Crude Achieves 11% Monthly Gain As China Scrambles To Solve Its Energy Crunch

by Ship & Bunker News Team
Friday October 29, 2021

Yet more evidence that demand is outpacing global supply occurred on Friday as oil posted further gains as well as an 11 percent monthly gain – with analysts noting that even more demand recovery is ahead in the weeks and months ahead.

West Texas Intermediate rose 76 cents to settle at $83.57 per barrel, while Brent for December settlement climbed 6 cents to $84.38 per barrel (the more active January contract added 6 cents to end the session at $83.72 per barrel).

Pierre Breber, chief financial officer at Chevron Corp, pointed out that as commuting and air travel picks up, there's "strong demand across our products with more recovery expected" during the current quarter.

Also, as analysts continue to debate the possibility that the Organization of Petroleum Exporting Countries (OPEC) and allies will increase output to lessen the severity of the expected energy crunch this winter, Chevron and Exxon Mobil Corp.'s better-than-expected earnings reported on Friday also suggested the possibility of increased output.

Chevron in fact reported its highest quarterly profit in eight years, with net income of $6.11 billion, or $3.19 per share, compared with a loss of $207 million, or 12 cents per share, a year ago.

But the majority opinion is that OPEC is the key to alleviating the crude shortages, and Bloomberg on Friday noted that "Behind closed doors an intense campaign is being waged to convince OPEC+ to speed up its output increases," with "the U.S., India, Japan, and other consuming countries are putting the strongest diplomatic pressure on the cartel in years."

However, OPEC de facto leader Saudi Arabia has so far refused to comply, stating that its current  monthly 400,000 barrel per day (bpd) additions are enough at a time when the pandemic is retreating but could experience flare-ups that would impact demand.

This view was shared by Alexander Novak, deputy prime minister of Russia: he earlier told media, "Demand [for oil] can decline as there is still uncertainty."

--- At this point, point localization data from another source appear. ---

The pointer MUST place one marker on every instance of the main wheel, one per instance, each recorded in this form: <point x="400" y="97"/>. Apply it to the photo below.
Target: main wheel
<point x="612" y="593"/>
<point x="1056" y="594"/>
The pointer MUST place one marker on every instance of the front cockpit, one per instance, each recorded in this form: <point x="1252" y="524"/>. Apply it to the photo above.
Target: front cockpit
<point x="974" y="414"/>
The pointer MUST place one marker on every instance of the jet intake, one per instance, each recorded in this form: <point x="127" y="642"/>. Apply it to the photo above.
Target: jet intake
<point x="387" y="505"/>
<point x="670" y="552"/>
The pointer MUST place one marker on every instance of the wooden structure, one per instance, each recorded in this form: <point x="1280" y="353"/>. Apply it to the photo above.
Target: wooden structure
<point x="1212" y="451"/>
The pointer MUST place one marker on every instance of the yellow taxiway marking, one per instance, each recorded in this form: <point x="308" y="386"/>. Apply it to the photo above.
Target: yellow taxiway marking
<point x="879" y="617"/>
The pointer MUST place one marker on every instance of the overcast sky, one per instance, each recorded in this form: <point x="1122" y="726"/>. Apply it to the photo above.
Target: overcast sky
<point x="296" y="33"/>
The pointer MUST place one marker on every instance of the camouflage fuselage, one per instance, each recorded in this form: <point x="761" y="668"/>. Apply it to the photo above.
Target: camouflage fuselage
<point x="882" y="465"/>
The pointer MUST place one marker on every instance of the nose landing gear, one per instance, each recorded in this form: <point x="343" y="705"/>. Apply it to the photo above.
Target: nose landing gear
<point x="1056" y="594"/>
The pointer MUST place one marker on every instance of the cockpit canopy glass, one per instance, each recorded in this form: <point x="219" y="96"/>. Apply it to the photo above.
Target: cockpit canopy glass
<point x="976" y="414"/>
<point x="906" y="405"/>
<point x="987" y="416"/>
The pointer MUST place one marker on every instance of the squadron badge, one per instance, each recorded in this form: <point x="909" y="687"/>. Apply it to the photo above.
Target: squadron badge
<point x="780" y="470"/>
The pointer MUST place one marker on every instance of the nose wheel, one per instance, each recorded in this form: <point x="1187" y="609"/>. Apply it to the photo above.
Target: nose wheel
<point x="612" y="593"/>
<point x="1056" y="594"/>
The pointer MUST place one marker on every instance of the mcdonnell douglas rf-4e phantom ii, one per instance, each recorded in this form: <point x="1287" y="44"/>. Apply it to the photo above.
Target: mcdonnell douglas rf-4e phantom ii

Still, even the height of the Delta variant did nothing to dent demand, which may be why China reportedly canvased independent and state oil refiners last week for solutions to its energy shortage, which is already causing diesel to be rationed ahead of winter.

The National Development and Reform Commission asked questions such as whether refiners can raise processing rates to produce more fuel, whether they can import more diesel and gasoline, and if they can obtain crude at a reasonable price.

China's crude stockpiles were at 919 million barrels as of October 24, or 59 percent of the nation's storage capacity.